★ comicbooks.com Reading Room
Out of the Night #4 (1952)
Free to read · restored edition by comicbooks.com · Issue details →
When Mrs. Parker hires a disturbingly eerie glazier to fix her picture window, she doesn’t realize the glass now serves as a portal to a sinister, otherworldly realm of the dead—where her family begins seeing ghostly figures emerging from the drapes and the familiar world outside has vanished. As her husband Jim investigates the strange phenomenon, he discovers that the window has inverted the boundaries between life and death, turning the living into phantoms in the dead’s world—and the dead into tangible threats in his own.
In a tense, suspenseful tale from *Out of the Night #4*, scientist Gordon and his lover Jane are pursued by a mysterious ghost after a deadly car crash near Arlington Cemetery. The ghost, seemingly tied to the spirits of Lincoln and Washington, leads Gordon on a haunting journey through iconic Washington landmarks, forcing him to confront his moral dilemma about a dangerous discovery. As he pieces together the truth, Gordon must decide whether to trust the supernatural guide who may be protecting him from foreign spies.

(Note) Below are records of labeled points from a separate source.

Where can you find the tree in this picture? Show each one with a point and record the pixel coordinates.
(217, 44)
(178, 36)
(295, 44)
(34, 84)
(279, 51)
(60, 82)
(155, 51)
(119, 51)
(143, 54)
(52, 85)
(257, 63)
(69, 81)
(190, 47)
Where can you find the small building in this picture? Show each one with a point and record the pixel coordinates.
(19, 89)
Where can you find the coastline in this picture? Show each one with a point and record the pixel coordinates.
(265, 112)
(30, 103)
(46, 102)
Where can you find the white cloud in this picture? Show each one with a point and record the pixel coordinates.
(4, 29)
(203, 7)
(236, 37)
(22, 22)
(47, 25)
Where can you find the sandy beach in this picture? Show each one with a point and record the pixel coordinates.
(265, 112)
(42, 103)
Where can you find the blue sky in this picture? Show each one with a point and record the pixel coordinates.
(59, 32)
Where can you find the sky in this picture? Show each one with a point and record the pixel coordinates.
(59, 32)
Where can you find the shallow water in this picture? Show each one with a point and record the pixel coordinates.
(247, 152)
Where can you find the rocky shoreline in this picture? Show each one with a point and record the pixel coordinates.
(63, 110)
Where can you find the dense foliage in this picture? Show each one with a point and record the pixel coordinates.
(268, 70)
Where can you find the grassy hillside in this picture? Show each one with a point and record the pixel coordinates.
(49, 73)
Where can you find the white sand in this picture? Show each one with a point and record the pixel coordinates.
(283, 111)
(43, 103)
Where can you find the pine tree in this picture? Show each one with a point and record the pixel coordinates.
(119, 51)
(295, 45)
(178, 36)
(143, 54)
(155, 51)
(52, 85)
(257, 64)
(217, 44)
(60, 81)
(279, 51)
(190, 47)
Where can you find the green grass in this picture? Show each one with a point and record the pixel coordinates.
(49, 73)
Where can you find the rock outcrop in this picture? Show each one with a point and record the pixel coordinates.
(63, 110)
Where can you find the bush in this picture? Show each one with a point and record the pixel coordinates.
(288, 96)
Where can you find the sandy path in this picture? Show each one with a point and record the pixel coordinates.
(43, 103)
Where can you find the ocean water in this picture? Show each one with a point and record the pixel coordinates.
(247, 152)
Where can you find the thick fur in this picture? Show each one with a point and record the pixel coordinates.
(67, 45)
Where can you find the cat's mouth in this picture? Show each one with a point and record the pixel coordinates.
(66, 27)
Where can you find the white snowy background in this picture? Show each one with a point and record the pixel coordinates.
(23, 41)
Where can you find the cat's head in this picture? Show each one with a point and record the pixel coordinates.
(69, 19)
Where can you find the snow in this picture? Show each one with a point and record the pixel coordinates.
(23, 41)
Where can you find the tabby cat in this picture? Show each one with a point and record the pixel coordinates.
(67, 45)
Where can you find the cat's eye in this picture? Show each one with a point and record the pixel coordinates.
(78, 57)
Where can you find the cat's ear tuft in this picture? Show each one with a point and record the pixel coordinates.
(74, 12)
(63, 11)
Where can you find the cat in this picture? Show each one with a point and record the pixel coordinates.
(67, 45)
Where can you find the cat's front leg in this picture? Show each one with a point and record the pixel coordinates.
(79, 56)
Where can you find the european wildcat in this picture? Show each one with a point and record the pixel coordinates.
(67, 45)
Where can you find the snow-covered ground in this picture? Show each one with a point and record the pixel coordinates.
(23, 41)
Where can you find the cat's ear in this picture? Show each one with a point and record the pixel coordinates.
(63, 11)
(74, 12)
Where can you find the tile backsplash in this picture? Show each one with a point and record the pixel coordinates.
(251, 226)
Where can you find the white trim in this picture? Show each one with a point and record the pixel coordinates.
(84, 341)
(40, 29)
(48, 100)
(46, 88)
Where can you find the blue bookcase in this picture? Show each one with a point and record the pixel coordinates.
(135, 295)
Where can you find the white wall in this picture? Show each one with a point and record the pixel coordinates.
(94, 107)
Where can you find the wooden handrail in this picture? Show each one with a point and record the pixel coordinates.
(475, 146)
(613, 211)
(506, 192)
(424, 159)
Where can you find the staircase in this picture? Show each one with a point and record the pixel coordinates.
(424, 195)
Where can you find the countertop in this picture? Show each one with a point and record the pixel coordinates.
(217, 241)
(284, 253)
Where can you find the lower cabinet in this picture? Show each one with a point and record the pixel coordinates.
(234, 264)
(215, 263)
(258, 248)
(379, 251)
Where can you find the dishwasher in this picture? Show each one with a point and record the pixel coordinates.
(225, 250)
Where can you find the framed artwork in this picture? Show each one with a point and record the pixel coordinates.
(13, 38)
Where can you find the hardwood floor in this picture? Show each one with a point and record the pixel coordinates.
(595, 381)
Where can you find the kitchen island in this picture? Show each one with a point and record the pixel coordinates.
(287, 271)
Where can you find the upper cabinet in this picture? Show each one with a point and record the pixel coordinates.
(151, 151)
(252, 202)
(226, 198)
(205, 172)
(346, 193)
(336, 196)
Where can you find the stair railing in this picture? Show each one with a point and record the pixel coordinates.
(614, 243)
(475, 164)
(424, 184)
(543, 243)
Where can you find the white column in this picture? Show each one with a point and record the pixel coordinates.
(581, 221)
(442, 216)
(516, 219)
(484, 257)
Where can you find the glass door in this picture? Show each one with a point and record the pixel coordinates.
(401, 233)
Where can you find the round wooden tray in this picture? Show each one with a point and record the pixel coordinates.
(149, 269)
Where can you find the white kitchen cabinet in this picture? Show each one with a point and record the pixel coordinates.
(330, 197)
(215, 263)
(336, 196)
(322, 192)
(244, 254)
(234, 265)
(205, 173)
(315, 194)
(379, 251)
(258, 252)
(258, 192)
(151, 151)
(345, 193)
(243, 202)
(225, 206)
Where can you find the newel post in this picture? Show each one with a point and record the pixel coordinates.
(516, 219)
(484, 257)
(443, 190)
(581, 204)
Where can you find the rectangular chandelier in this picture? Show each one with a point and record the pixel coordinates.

In "The Phantom Fliers," pilot Bill finds himself in a desperate flight from Assam to Karachi when engine trouble forces him to consider bailing out over treacherous mountains—until a mysterious squadron of vintage warplanes signals him to land at an uncharted airfield. Taken for a new recruit, Bill soon realizes the other fliers are not alive, but ghosts trapped in a cycle of deadly missions. Only he and a woman named Nora seem to exist in the real world, and their connection may be the only key to breaking the pattern.
In the eerie silence of Cypress Hall, Brian and Marge confront the corpse of Brian’s long-hated uncle, only to be haunted by a supernatural curse that binds Brian to an eternal cycle of evil. As the clock strikes the thirteenth hour, the uncle’s spirit emerges, declaring that Brian has been chosen to carry a malevolent fate—dooming him to perpetuate darkness unless he resists its pull.